Entah sampai aku akan berlarut-larut dalam kesedihan. Air mataku sudah terkuras
habis siang tadi, mataku membengkak, oh aku pasti terlihat sangat jelek.
Kemana Faith yang periang? Dia sedang
beristirahat untuk beberapa saat. Tidak setiap saat orang yang terlihat bahagia
itu bahagia. Orang terlucu sekalipun pasti pernah menangis. Dan orang bahagia
muncul karena kepedihan. Ini tidak akan berlangsung lama, aku berjanji.

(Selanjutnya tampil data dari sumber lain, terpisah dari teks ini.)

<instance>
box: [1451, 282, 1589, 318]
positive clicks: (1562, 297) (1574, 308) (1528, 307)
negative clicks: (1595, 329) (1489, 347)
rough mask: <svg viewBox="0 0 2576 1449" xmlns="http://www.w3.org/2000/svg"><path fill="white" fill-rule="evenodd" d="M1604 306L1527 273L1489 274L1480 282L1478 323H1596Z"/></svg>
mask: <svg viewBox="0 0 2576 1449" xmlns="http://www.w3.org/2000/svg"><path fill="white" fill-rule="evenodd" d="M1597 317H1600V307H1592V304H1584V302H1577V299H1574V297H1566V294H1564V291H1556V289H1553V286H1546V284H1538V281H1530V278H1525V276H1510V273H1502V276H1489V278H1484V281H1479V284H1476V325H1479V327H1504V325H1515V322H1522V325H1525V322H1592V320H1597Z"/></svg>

Telingaku menangkap suara bel dari luar. Siapa lagi yang ingin bertemu
denganku? Aku sudah bosan dengan bunga-bunga yang mereka bawakan untukku, untuk
apa ia membawakan bunga-bunga sialan itu? Aku mendengus kesal. Kutinggalkan
tempat tidur lalu kubuka pintu kamarku. Bunyi bel itu tak berhenti hingga
akhirnya aku mencapai pintu. Tangan kananku menekan gagang pintu, pintupun
terbuka. Tn. Alex ada di hadapanku. Bagaimana bisa? Mengapa Nathan
membiarkannya masuk? Demi Tuhan, pasti Tn. Alex berbohong pada Nathan, kakek
tua yang ceroboh itu.
“Hei,
Faith, maaf aku tidak bisa datang ke pemakaman Ibumu,” ujarnya. “Aku turut
berduka cita, kubawakan bunga mawar untukmu,” lanjutnya menyodorkan seikat
bunga mawar berwarna merah darah padaku. Aku terpaksa menerima bunga sialan
ini. Jika ia bukan atasanku sudah pasti aku akan membuangnya.
“Tidak
apa-apa,” bisikku, atau mungkin hanya aku yang hanya bisa mendengarnya.
“Masuklah,” ajakku. Ia segera masuk ke dalam apartemen kecilku, lalu ia
mendesah. Matanya melihat ke atas sofa
yang dipenuhi dengan bunga mawar merah darah yang berserakan. Ia melipat
bibirnya ke dalam, lalu kakinya berjalan menuju sofa yang lain. Mengapa ia
harus datang? Kutautkan kedua alisku dan merengek dalam hati. Andai Mozes ada
di rumah, sudah pasti aku menyuruhnya untuk membukakan pintu untuk Tn. Alex.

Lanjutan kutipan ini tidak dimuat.